Пока сын одевается. Лори тщательно складывает куртку, короткую жилетку, красные шаровары и, связав все в узел, надевает себе на шею плоскую жестяную коробочку, в которой хранится проходной лист…
— Теперь пойдем вниз… — говорит он, и все трое молча сходят в кузницу.
Мехи гудят, все за работой. Увидев вновь настежь раскрытый сарай, по которому он так скучал в Африке, зуав вспоминает детство, вспоминает, как часто он играл здесь между согретой солнечным теплом дорогой и кучей угольного мусора, где сверкали искры, долетавшие из кузницы. Его охватывает порыв нежности. Ему страстно хочется вымолить у отца прощение. Но, подняв глаза, он встречает все тот же неумолимый взгляд.
Наконец Лори говорит:
— Слушай, парень: вот наковальня, вот инструменты… Все это теперь твое… И это все тоже!.. — прибавляет он, указывая на залитый солнцем, полный жужжащих пчел садик, виднеющийся сквозь почерневший от дыма проем двери. — Ульи, виноградники, дом — все принадлежит тебе… Уж если ты ради всего этого пожертвовал своей честью, ты должен по крайней мере этим владеть… Теперь ты здесь хозяин… Я ухожу… Ты должен был служить Франции пять лет — я отслужу их за тебя.
— Лори, Лори! Куда ты идешь? — в отчаянии кричит несчастная женщина.
— Отец!.. — умоляет Христиан.
Но кузнец уже ушел. Он шагает быстро, не оглядываясь…
В Сиди-Бель-Абесе в казарме 3-го полка зуавов несколько дней назад появился доброволец; ему пятьдесят пять лет.
ПАРОМ
© Перевод А. Зельдович
До войны здесь был красивый висячий мост на двух быках из белого камня и с просмоленными канатами; канаты уходили вдаль, к просторам Сены, создавая то впечатление воздушности, которое так украшает аэростаты и морские суда. Под высокими средними арками дважды в день проходили в клубах дыма караваны шаланд и барж — буксирам даже не приходилось опускать трубы. — У берега — мостки для полоскания белья и привязанные к кольцам рыбачьи лодки. К мосту вела аллея тополей, похожая на натянутый в полях длинный зеленый занавес, колеблемый легким ветерком с реки. Вид был прелестный…

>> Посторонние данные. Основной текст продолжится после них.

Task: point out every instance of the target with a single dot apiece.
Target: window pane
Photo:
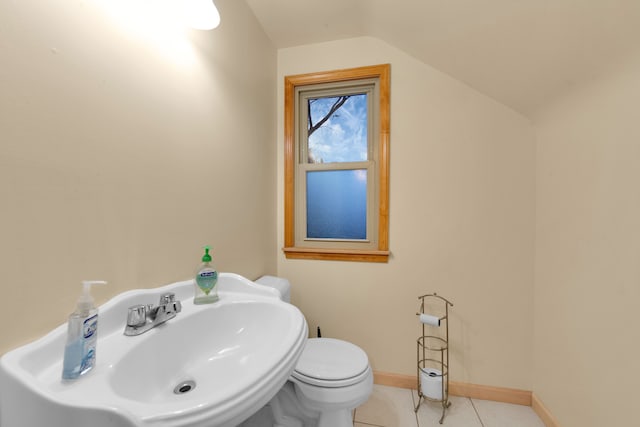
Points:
(337, 129)
(337, 204)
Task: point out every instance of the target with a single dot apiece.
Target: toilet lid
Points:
(331, 362)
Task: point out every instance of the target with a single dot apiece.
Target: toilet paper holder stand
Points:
(433, 351)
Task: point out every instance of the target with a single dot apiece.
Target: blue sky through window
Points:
(343, 137)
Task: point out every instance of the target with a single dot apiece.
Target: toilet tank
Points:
(280, 283)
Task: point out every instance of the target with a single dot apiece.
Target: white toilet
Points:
(332, 378)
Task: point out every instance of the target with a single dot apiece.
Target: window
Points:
(337, 165)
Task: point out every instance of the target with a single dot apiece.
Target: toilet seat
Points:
(328, 362)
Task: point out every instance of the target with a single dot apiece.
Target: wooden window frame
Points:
(291, 251)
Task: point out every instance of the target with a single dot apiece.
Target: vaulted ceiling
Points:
(523, 53)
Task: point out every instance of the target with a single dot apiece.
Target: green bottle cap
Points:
(206, 257)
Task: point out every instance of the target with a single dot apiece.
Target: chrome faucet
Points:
(142, 318)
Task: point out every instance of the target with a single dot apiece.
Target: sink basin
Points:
(212, 365)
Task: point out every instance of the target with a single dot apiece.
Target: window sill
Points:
(336, 254)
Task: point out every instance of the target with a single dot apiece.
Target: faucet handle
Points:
(137, 315)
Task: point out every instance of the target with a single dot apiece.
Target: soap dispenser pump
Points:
(206, 279)
(82, 335)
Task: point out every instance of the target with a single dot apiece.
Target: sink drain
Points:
(184, 387)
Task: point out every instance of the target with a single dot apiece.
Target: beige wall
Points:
(461, 224)
(587, 256)
(125, 149)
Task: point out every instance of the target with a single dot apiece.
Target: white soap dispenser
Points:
(82, 335)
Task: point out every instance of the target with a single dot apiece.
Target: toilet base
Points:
(289, 408)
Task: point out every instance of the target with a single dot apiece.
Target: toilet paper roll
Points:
(431, 383)
(428, 319)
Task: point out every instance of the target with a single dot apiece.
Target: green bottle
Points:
(206, 279)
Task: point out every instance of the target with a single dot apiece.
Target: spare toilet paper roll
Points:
(428, 319)
(431, 383)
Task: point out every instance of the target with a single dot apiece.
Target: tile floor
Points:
(393, 407)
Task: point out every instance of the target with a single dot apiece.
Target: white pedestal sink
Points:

В этом году все изменилось. Тополя хоть и стоят на прежнем месте, но ведут в пустоту. Моста больше нет. Оба его быка взорваны, и лишь груды разбросанных камней напоминают об их недавнем существовании. Беленькая будка, где взималась плата за проезд, наполовину снесена взрывом и напоминает свежую руину — не то баррикаду, не то разбираемое на слом строение. Канаты и проволока печально мокнут в реке. Осевший в песок настил моста выдается из воды наподобие затонувшего судна, торчащий из него красный флаг предупреждает проходящие баржи об опасности. Все, что несет с собой Сена, — скошенная трава, обломанные ветки, гнилые доски — застревает здесь и образует омуты и водовороты. В этом пейзаже чувствуется какой-то провал, в нем словно зияет дыра, наводящая на мысль о бедствии. А даль кажется еще печальнее, ибо аллея, которая вела к мосту, сильно поредела. Все эти тополя, прежде такие красивые и густые, а теперь до самых вершин объеденные гусеницами — деревья ведь тоже подвергаются вражеским нашествиям, — простирают свои голые, обглоданные ветви. Над широкой дорогой, пустынной и ненужной, лениво летают большие белые бабочки…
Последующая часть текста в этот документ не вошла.